May 7 (Bloomberg) -- Imperial Tobacco Group Plc, Europe’s second-biggest tobacco company, said first-half earnings from cigarettes declined as it implemented a program to improve its supply chain and invest in its brands.
Adjusted operating profit for tobacco fell 5 percent to 1.3 billion pounds ($2.2 billion) in the six months ended March 31, the Bristol, England-based maker of Davidoff and Gauloises Blondes said today in a statement. That compares with the 1.33-billion pound average estimate of nine analysts surveyed by Bloomberg.
“Our stock optimization program has inevitably impacted some of our numbers, but I’m pleased with our underlying performance,” Chief Executive Officer Alison Cooper said in the statement. “Actively managing our cost base is releasing funds to invest” in brands, she said.
Imperial said its supply-chain program is on track to deliver incremental savings of 60 million pounds for the full year, even as it reduces inventories in growth markets, particularly in Russia and Iraq. Imperial reiterated its full-year earnings outlook, and boosted the dividend by 10 percent, matching analyst estimates. The company will start quarterly dividend payments in 2015.

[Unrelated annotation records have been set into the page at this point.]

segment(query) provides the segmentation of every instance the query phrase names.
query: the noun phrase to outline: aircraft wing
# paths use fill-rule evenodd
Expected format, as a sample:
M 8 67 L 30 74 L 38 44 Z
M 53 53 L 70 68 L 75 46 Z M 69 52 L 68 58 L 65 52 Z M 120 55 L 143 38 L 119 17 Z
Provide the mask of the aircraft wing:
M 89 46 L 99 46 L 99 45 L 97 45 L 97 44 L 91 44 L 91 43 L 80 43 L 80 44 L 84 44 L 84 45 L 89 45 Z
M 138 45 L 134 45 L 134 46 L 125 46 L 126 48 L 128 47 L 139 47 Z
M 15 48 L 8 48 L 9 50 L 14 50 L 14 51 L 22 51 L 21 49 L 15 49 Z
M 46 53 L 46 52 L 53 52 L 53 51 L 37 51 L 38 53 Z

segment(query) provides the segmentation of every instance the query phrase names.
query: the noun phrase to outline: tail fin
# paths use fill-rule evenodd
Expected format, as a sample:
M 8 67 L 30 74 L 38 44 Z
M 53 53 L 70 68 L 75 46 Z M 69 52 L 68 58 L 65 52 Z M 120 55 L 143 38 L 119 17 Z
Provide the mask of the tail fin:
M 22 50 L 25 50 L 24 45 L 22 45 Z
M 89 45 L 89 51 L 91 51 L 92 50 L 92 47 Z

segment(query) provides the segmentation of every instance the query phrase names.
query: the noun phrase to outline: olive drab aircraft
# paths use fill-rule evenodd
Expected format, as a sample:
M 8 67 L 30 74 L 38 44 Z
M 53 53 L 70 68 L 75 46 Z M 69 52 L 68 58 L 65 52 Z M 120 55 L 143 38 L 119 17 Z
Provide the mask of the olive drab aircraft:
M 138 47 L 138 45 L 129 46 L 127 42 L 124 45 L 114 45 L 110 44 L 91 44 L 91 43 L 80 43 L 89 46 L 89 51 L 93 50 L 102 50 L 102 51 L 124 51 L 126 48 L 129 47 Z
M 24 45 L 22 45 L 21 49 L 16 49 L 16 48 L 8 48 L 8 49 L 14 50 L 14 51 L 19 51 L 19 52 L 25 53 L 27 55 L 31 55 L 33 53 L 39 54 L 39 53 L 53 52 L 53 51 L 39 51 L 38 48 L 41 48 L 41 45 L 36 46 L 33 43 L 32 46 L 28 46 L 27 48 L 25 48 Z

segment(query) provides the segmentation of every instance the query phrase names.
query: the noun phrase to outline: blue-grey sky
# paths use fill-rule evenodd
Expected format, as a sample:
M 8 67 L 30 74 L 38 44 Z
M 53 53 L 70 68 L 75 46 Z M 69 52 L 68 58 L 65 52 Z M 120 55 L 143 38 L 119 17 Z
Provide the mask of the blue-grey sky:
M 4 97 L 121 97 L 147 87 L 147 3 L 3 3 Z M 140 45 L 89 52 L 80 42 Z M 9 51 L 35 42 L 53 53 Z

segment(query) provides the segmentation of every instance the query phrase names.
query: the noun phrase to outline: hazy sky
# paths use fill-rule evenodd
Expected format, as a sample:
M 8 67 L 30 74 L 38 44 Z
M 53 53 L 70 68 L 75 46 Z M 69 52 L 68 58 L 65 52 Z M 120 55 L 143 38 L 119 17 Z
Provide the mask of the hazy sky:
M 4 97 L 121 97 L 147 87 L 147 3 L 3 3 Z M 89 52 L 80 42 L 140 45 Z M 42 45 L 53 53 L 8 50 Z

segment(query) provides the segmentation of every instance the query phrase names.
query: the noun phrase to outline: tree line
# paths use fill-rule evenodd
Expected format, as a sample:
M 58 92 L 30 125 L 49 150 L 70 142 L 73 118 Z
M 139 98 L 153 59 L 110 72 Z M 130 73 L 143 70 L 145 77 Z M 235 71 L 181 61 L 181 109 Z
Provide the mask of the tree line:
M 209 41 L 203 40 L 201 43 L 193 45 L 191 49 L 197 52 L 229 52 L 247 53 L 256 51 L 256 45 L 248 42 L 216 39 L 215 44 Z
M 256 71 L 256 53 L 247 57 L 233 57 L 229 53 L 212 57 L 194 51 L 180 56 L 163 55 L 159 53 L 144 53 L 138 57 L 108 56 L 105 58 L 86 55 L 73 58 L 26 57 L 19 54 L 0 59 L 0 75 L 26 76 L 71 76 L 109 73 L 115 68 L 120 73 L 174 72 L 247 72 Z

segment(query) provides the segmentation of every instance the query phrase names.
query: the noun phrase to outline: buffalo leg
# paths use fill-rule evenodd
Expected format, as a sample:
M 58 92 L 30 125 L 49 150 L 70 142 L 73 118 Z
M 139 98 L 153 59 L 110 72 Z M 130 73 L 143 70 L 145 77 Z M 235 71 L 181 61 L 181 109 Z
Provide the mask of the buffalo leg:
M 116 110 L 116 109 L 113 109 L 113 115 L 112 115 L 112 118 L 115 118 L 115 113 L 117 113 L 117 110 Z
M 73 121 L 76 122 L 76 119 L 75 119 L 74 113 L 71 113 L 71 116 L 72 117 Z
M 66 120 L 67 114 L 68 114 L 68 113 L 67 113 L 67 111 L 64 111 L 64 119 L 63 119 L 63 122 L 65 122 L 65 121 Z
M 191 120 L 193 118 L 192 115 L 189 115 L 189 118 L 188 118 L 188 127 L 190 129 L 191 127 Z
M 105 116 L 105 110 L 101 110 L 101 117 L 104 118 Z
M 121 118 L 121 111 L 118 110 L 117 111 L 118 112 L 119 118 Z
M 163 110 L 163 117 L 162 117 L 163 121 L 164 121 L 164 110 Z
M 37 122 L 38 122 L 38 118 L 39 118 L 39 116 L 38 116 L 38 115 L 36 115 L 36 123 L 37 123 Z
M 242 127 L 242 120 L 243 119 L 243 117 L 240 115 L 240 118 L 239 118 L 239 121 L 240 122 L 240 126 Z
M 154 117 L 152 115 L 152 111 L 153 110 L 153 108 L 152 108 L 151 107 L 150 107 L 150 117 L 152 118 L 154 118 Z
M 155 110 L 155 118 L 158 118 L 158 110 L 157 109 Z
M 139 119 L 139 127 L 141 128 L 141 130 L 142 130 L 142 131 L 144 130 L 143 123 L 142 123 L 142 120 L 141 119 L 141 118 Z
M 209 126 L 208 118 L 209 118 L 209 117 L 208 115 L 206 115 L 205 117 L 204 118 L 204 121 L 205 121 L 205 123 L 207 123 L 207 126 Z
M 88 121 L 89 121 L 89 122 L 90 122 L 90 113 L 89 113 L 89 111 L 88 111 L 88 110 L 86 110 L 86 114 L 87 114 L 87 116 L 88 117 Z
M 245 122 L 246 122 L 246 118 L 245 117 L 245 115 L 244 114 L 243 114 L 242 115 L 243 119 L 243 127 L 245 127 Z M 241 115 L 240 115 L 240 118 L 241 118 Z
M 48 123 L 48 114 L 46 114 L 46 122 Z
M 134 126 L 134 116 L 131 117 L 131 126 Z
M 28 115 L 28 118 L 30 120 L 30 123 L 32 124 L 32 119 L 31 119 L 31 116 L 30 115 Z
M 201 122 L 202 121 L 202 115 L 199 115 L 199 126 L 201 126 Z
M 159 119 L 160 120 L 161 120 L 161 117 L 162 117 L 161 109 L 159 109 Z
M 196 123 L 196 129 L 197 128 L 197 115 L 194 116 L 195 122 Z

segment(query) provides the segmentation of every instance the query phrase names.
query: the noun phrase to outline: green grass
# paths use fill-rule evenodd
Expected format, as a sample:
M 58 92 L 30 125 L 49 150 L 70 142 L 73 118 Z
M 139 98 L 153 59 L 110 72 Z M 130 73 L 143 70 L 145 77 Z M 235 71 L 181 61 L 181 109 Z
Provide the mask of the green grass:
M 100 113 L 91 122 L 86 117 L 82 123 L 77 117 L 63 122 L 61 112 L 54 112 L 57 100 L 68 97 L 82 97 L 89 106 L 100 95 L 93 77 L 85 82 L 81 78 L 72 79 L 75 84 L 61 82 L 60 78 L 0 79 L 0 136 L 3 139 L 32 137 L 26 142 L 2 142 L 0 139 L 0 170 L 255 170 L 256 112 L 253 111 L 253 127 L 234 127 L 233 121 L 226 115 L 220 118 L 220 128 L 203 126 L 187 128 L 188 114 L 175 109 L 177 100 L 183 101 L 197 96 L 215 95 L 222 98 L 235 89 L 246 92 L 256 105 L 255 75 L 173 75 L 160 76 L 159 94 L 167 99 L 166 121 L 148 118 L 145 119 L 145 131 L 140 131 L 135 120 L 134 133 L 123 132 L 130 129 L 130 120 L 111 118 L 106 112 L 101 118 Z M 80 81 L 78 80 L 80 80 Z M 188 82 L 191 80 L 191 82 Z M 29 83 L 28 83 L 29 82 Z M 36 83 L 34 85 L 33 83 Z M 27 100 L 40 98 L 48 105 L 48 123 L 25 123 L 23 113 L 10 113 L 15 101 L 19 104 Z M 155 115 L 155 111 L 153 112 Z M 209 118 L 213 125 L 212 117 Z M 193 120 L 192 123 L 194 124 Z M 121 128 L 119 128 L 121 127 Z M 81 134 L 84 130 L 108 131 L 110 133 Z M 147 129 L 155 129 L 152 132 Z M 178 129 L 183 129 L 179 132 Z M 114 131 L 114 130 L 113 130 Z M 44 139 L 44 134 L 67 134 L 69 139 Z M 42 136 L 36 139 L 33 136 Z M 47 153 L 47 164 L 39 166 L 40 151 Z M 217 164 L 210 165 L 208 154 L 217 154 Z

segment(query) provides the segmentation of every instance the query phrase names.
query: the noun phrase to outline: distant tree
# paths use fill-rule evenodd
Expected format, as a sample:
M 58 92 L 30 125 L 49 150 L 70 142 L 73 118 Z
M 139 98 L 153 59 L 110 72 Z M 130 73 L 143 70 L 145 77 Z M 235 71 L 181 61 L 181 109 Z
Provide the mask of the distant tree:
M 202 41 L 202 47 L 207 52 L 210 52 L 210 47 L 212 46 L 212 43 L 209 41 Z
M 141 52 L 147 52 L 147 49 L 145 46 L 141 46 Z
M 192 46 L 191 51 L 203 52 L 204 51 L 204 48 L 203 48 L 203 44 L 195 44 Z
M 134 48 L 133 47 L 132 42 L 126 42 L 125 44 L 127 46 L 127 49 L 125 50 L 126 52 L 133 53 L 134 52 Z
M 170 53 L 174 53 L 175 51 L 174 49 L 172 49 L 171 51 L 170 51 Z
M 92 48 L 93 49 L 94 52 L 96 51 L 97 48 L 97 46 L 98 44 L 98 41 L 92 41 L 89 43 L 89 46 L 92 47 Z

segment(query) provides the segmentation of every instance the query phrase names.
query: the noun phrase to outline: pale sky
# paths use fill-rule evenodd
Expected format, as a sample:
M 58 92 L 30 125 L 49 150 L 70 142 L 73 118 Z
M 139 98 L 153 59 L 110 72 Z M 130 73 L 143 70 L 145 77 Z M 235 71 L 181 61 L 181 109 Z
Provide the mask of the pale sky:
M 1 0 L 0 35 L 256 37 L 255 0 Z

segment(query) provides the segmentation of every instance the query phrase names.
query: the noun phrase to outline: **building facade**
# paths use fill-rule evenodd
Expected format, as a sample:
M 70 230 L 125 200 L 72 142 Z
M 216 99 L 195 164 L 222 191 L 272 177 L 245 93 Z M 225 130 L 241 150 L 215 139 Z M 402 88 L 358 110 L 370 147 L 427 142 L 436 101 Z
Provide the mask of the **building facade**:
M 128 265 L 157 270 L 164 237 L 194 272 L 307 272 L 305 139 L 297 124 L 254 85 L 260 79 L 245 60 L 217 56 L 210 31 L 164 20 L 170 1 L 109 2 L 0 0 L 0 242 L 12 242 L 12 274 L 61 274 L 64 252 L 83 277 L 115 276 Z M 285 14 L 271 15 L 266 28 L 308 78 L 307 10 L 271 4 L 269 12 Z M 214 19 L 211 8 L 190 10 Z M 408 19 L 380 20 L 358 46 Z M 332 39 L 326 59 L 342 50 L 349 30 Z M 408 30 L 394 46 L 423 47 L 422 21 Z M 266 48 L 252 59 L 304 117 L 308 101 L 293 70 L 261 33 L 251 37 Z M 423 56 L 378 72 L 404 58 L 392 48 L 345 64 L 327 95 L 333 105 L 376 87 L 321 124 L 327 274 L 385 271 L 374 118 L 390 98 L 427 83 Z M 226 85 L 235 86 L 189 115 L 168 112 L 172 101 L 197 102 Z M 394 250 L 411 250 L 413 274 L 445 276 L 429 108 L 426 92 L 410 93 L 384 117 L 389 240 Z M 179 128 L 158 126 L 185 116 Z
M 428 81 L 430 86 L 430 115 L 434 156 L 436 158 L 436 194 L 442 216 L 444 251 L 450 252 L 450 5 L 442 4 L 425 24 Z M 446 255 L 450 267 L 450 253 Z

Results were “very much in line, both in shape and magnitude, and no change to the guidance is the halfway message,” analysts at Credit Suisse said in a note to investors.
The shares traded at 2,531 pence as of 8:08 a.m. in London, up 0.6 percent.
Underlying volumes rose 4 percent in the period among Imperial’s so-called growth brands, which include Davidoff and JPS. The performance reflects “the quality of growth we’re targeting and were achieved against a backdrop of market declines of 4 percent,” the company said.
Imperial said its share of business in its growth regions declined because of regulatory changes in Russia, where there are “difficult market conditions.” Excluding Russia, market share improved in growth countries.
Although underlying volumes improved, “with market share negative and very limited volume/share disclosure we think investors need more to take confidence,” James Bushnell, an analyst at Exane BNP Paribas, said in a note to investors. He has an underperform recommendation on the stock.
Imperial shares gained 7.7 percent this year before today, buoyed by an improved economic outlook in southern Europe and the introduction of the company’s first electronic cigarette in February, catching up with competitors such as British American Tobacco Plc, which released its Vype e-cigarette last year. Still, U.K. profit, which accounts for about a fifth of the total, is under threat as the government plans to outlaw branded tobacco packaging as early as next year.
Imperial will launch one new e-cigarette this year, CEO Cooper said on a conference call.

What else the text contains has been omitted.